Unemployment in Times of Crisis
- The COVID-19 pandemic will be “especially punishing for low-income workers, just as they were starting to reverse a generation of widening inequality,” Derek Thompson argues in an op-ed in The Atlantic. The shutdown of “face-to-face services” and the “leisure economy,” Thompson suggests, is pushing workers with the “fewest labor protections” into unemployment. These workers will bear a disproportionate burden of the socioeconomic shift to mitigate the spread of the novel coronavirus, Thompson predicts.
- Although the government has used unemployment compensation to address past economic crises, in this case, the government must “insure workers against the risk of earnings loss” while also encouraging “unemployed workers to maintain a safe social distance from others,” argues the Brookings Institution’s Gary Burtless. In a recent report, Burtless compares past UI policies to those passed in the recent stimulus package and highlights how “the new law increases weekly unemployment insurance benefits by 20 times as much as was done in the 2009 stimulus package.” Burtless claims this increased benefit will bolster the economy and slow coronavirus transmission by allowing unemployed people to continue spending without having to hunt for a job and risk spreading the coronavirus—at least for now.
- In a recent Economics for Inclusive Prosperity policy brief, Arindrajit Dube of the University of Massachusetts Amherst proposes several changes that can be made to the unemployment system to protect workers and businesses during the COVID-19 pandemic. First, Dube argues that eligibility requirements should be reduced, payments should be higher, and benefits should last for longer periods of time. The most important requirements to drop are the one-week waiting period between filing for benefits and receiving payment and the requirement that people seeking unemployment be “actively searching” for work, Dube suggests. Dube also argues for allowing self-employed workers and workers in the gig economy to qualify for unemployment benefits. Second, Dube says that the government should create incentives for businesses to furlough workers rather than lay them off. Finally, Dube argues that all of the funding for these initiatives should come from the federal government through the Emergency Unemployment Compensation program.

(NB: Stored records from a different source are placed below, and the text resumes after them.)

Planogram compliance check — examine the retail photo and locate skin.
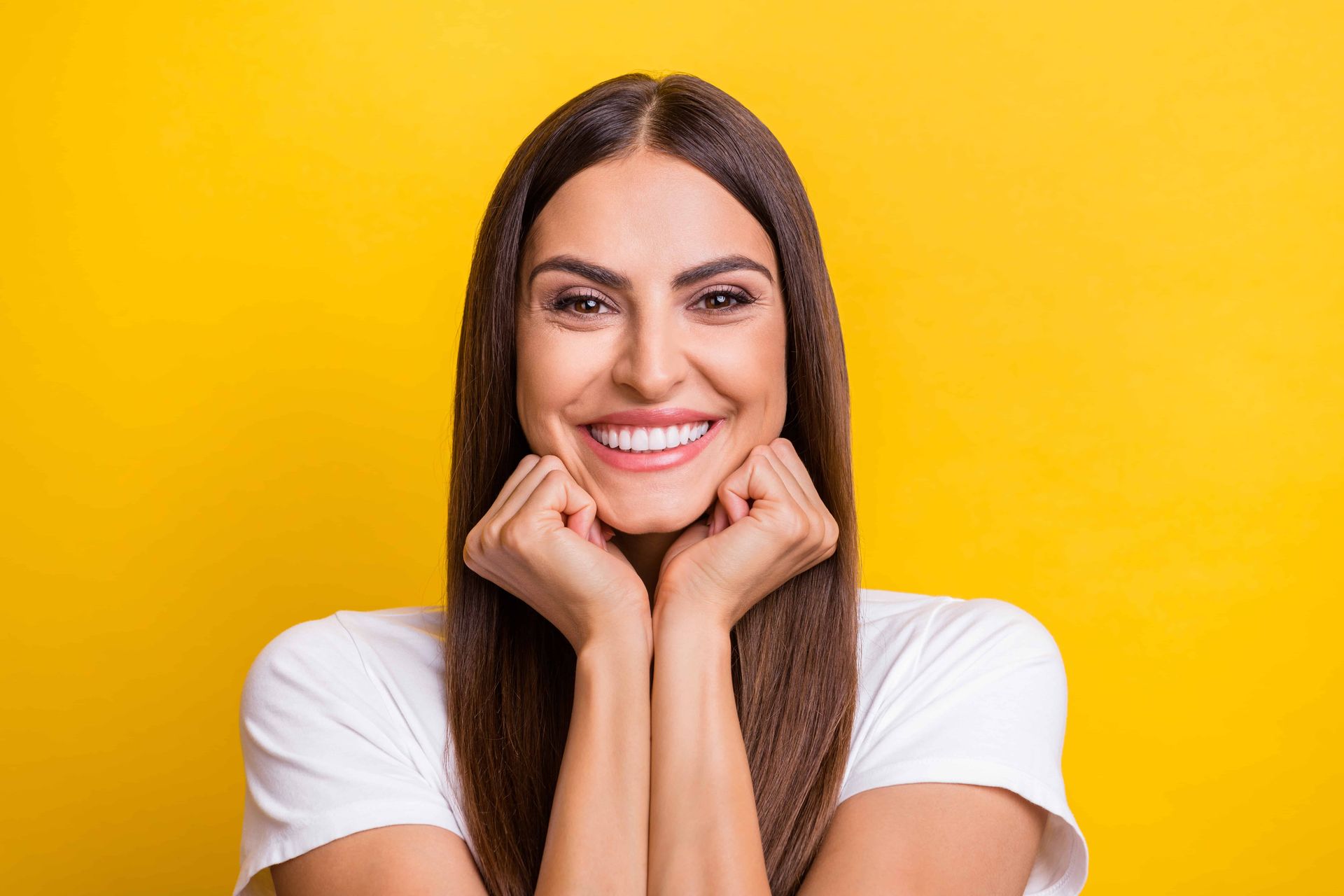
[273,150,1044,896]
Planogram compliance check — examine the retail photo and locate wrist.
[574,611,653,662]
[650,595,732,643]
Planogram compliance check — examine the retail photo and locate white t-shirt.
[232,589,1087,896]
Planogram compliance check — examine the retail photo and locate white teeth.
[589,421,711,451]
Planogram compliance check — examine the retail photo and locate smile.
[578,419,723,472]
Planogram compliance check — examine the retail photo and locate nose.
[612,304,688,402]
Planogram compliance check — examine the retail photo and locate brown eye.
[695,286,755,312]
[547,295,606,317]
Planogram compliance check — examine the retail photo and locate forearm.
[536,629,649,896]
[648,607,770,896]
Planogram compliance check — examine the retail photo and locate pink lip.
[578,421,723,473]
[589,407,722,430]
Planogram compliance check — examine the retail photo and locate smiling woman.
[234,74,1087,896]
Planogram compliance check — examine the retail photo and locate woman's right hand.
[462,454,652,653]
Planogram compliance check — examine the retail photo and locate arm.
[648,603,770,896]
[536,623,649,896]
[798,782,1046,896]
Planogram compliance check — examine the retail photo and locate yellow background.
[0,0,1344,896]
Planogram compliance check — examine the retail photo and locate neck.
[612,532,681,606]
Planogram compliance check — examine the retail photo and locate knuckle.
[497,517,523,554]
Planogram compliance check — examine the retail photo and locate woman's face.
[517,150,788,533]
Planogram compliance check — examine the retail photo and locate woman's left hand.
[653,438,840,631]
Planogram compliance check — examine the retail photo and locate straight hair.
[444,73,859,896]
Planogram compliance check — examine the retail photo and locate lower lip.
[580,419,723,473]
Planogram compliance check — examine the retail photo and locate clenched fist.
[462,454,652,653]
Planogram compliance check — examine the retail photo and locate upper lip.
[584,407,719,426]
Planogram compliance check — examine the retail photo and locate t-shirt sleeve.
[840,598,1087,896]
[232,615,462,896]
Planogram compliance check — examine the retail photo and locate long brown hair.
[444,73,859,896]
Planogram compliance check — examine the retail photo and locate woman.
[234,74,1087,896]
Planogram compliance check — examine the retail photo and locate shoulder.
[234,607,465,895]
[850,592,1068,774]
[860,589,1063,688]
[244,607,442,710]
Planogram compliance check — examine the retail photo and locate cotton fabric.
[232,589,1087,896]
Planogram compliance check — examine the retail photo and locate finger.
[496,454,564,524]
[718,446,793,523]
[519,468,603,547]
[484,454,542,520]
[764,440,817,514]
[710,501,729,535]
[770,438,825,510]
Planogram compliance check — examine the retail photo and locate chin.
[598,503,707,535]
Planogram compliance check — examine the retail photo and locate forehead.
[524,152,778,282]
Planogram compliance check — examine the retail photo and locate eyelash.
[546,286,757,317]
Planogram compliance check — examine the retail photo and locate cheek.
[514,328,598,438]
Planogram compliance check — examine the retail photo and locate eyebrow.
[527,255,774,289]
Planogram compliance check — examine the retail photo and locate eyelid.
[542,284,760,317]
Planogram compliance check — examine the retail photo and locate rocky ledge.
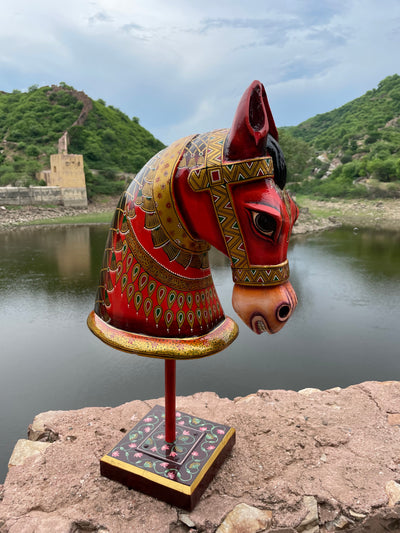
[0,382,400,533]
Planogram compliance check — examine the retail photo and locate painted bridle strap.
[232,260,289,287]
[188,130,289,286]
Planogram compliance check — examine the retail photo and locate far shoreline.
[0,196,400,235]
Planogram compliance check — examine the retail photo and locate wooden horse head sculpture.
[88,81,298,359]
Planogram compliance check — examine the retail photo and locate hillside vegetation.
[280,74,400,197]
[0,83,164,196]
[0,74,400,198]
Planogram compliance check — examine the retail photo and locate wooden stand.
[100,360,236,511]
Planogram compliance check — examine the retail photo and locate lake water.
[0,222,400,483]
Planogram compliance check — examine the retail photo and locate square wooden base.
[100,405,236,511]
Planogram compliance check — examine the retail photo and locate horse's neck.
[96,139,224,337]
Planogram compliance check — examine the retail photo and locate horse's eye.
[252,211,276,237]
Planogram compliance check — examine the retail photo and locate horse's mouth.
[250,315,271,335]
[232,281,297,335]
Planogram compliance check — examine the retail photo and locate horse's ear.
[224,81,278,161]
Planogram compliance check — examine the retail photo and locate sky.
[0,0,400,144]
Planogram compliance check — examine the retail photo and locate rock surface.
[0,382,400,533]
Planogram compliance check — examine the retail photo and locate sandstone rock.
[8,439,50,468]
[297,496,319,533]
[0,381,400,533]
[216,503,272,533]
[385,480,400,507]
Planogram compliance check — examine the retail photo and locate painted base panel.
[100,405,236,510]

- Gabriel Chodorow-Reich of Harvard University and John Coglianese of the Federal Reserve show that the UI system can be modified to play a greater role in macroeconomic stabilization during a recession. In their Brookings Institution report, Chodorow-Reich and Coglianese explain that UI helps society not only by providing “a cushion for individuals experiencing a period of joblessness” but also by increasing overall expenditures to help boost a slow economy. To “enhance the potency” of this stabilizing effect, they make five recommendations, including expanding UI eligibility, providing federally-financed extended benefits, and doing away with so-called look-back provisions, in which past unemployment rates affect state eligibility for extended benefits. Although these reforms would help optimize UI for macroeconomic stabilization, Chodorow-Reich and Coglianese stress that factors such as unemployment duration could limit the overall potency of any changes.
The Saturday Seminar is a weekly feature that aims to put into written form the kind of content that would be conveyed in a live seminar involving regulatory experts. Each week, The Regulatory Review publishes a brief overview of a selected regulatory topic and then distills recent research and scholarly writing on that topic.